Although regularly side-tracked down alleys as obscure and diverse as his penchant for a rare Mexican liquor named Solto (a bottle of which is promptly produced and dispensed amongst the audience) and dreams about the Virgin Mary, the subject of writing itself is the one he lands back on most often. What he terms the “psychological management of writing a book” is clearly a fascination of his: unsurprising given how arduous an exercise he personally finds it, requiring precise conditions both external and internal before he can write anything at all. Right up until its completion, Pierre himself was the only person to have laid eyes on the eventual Booker Prize-winning Vernon God Little, and he remains adamantly against allowing anyone else to view work before its finished, claiming that “In writing, you can’t have anyone looking over your shoulder, it has to be invisible. Once someone sees it, it’s dead.”

His newest book, Petit Mal, is an eclectic collection of short stories, essays, anecdotes and even the occasional comic strip with a tone that’s no less varied, fluctuating wildly between whimsical flights of fancy and rock-hard realism. The jarring effect, Pierre claims, is designed to create an “allegory of fragments” to reflect a modern world in which different countries are essentially living in separate centuries: “A world where people beg with dead babies” whilst other live in an “elite bubble” of smartphones and skinny lattes. Though it is in part a social commentary, Pierre thrusts himself right in amongst the world he’s scrutinising with the inclusion of tales from his own life, saying “I don’t hold myself outside anything I talk about”. Though he satirises the rest of the human species and the entire world around him, he makes no claim to amnesty from his sardonic critiques and places his own flaws front and centre before discussing those of the world at large.

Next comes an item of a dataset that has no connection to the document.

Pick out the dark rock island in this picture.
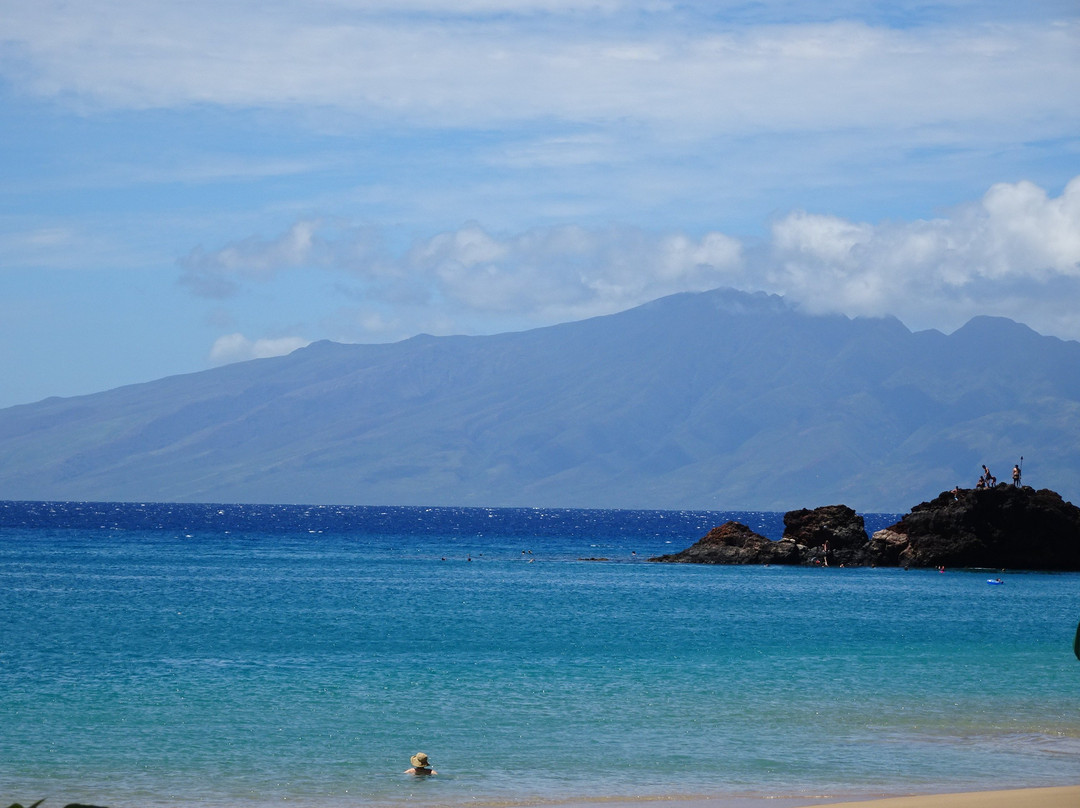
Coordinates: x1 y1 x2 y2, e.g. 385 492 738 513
649 483 1080 571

On the latter, though, his thoughts are uniformly yet hilariously bleak. Having already written off the species’ future, he proceeds to lay into its present incarnation – “We are as greedy and stupid and selfish as we ever were. Absolutely”, the impending extinction of the novel – “A future is coming where all the things we’ve relied upon up until now will be irrelevant” - and the foolishness of becoming a writer –“It’s a risky and quite stupid gamble compared to getting a job”. However, he is careful never to say anything controversial simply for controversy’s sake: even his bleakest and most facetious pronouncements are underpinned with real substance and swiftly followed with thoughtful explanations as to precisely why we’re all so fucking doomed.